The Latest on Drug Safety Labeling: Naproxen & Saxagliptin
In the wake of the recent concerns about acetaminophen overdose and liver damage, patients seeking pain relief cannot quite turn with ease to NSAIDs like ibuprofen and celecoxib without worrying slightly over CV risk. Now, the FDA has insisted naproxen back down from claims made last year that it is safer than the rest—until stronger evidence appears. Advisers to the FDA concluded recently through a meta-analysis that recent data from a retrospective analysis linking the NSAID naproxen to lower risk of cardiovascular events than other NSAIDs are not reliable. Naproxen was held to be the safer of COX-2 inhibitor choices last year due to its association with lower cardiovascular risk, but now FDA advisers are voting against a new label based on those data.
The original meta-analysis was published in the Lancet in 2013 and found that coxibs or diclofenac conferred increased risk for major vascular events, and ibuprofen showed increased risk for coronary events, relative to placebo. Meanwhile, no such risk increases were seen with naproxen. But now FDA advisers recommend that naproxen's prescribing information stay as is until data is made available from a large, ongoing studio known as the Precision trial. That randomized trial is comparing naproxen with celecoxib or ibuprofen in patients with osteoarthritis or rheumatoid arthritis.

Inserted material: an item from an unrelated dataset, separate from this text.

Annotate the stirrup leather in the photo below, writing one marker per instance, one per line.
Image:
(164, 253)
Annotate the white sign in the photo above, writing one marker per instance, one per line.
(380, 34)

The current available evidence does not prove that the painkiller naproxen, sold under the brand names Aleve and Naprosyn, carries a lower cardiac risk than rival products. In 2005 the FDA determined that all NSAIDs should carry a warning about cardiovascular risk but said there was no evidence that the drugs carried different levels of risk. While the panel agreed that more information has come to light since then, they are looking to Precision to answer the question once and for all.
The FDA's final decision could have wide implications for the way in which these drugs are prescribed and used in the future, and it will have implications for whether the Precision trial is able to continue. One of the key questions in front of the panel was whether to modify the Precision trial, which has been going on for seven years at the request of the FDA. The FDA is not bound to follow the advice of its advisory panels, but typically does so.
Precision is an academically directed trial whose scientific governance resides with an unpaid independent executive committee, Nissen said, and represents the best opportunity to date to answer long-standing questions about the safety of NSAIDs that the FDA has been wrestling with since the withdrawal of Merck & Co.'s Vioxx a decade ago after it was linked to an increased risk of heart attack.
The FDA is also investigating a possible increased risk for heart failure associated with the diabetes drug saxagliptin. The investigation stems from findings from the SAVOR-TIMI 53 trial, in which over 16,000 patients with type 2 diabetes were randomized to saxagliptin or placebo. The trial found no significant difference between the groups in the composite endpoint of cardiovascular death, myocardial infarction, or ischemic stroke. However, there was a significant excess in hospitalizations for heart failure with saxagliptin (3.5% vs. 2.8%).
The FDA said that it has requested trial data from the manufacturer and that it considers current information from the trial to be preliminary. The agency advised that patients should not stop taking the drug but should discuss concerns with their healthcare professionals. The investigation of saxagliptin is part of a broader investigation into the cardiovascular risk of all drugs for type 2 diabetes.